At the program’s graduation ceremony in May of 2002, which I returned to attend, the college’s president followed his expression of sympathy for the 9/11 victims and their families with an expression of his profound shame at being an American in these times — for which, to my astonishment and disgust, he was roundly applauded and cheered. It took all my self control and decorum not to hiss and boo at this display of insular, ungrateful, self-righteous pontification.

Those who’ve kept track of the post-9/11 timeline will recall: Our nation’s response was still confined to the war in Afghanistan, back then.

I held my tongue. This day belonged to the hard-fought achievements of those who were being awarded their degrees, my girlfriend among them, and I did not want my own self-indulgence to detract from that. If only the college president had felt the same. Apparently, either no one objected, or they were just as silent about it as I was.

Prior to the events of September 11th, 2001, I had developed an awareness of our gloomy climate of cultural self-doubt, idle self-recrimination, and intellectually fashionable college campus radicalism — first with startled dismay, then with grim resignation — and naïvely supposed that the appearance of some new, bona fide external threat would eventually wake us out of our idle funk.

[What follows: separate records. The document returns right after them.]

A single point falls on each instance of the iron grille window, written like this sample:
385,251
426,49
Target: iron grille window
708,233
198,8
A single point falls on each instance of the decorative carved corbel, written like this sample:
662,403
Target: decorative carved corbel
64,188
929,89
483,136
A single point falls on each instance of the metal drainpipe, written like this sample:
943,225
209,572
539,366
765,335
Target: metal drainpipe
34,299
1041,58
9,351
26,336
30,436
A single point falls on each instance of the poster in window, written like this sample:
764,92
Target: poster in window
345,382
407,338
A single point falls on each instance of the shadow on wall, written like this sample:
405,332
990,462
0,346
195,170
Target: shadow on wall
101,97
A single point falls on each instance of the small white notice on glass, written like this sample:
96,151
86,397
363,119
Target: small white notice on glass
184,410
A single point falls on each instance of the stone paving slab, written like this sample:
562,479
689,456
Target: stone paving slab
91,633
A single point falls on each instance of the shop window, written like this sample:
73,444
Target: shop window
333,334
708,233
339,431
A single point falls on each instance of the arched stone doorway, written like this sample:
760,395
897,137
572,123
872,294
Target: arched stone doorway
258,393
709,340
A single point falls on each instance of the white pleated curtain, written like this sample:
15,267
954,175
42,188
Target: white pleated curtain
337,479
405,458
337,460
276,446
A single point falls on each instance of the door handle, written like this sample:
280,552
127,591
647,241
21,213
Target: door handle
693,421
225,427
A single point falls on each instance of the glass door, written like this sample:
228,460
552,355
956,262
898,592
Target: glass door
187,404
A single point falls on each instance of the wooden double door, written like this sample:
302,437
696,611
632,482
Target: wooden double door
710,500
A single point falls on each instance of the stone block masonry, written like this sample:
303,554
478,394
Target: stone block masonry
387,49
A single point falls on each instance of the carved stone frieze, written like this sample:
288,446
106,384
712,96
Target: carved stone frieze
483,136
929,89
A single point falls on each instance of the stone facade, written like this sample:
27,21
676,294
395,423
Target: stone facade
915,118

In hindsight, I could not have been more mistaken. The roots of our cultural self-distrust run far, far deeper than I had ever dared suppose, casting our future as a country, culture, and civilization into serious doubt. To this day, I find myself deeply troubled by the question of what, if anything, we can do to recover from the sad state we seem to be stuck in, and for all my usual optimism I find it hard to imagine a day when I won’t have cause for such worry.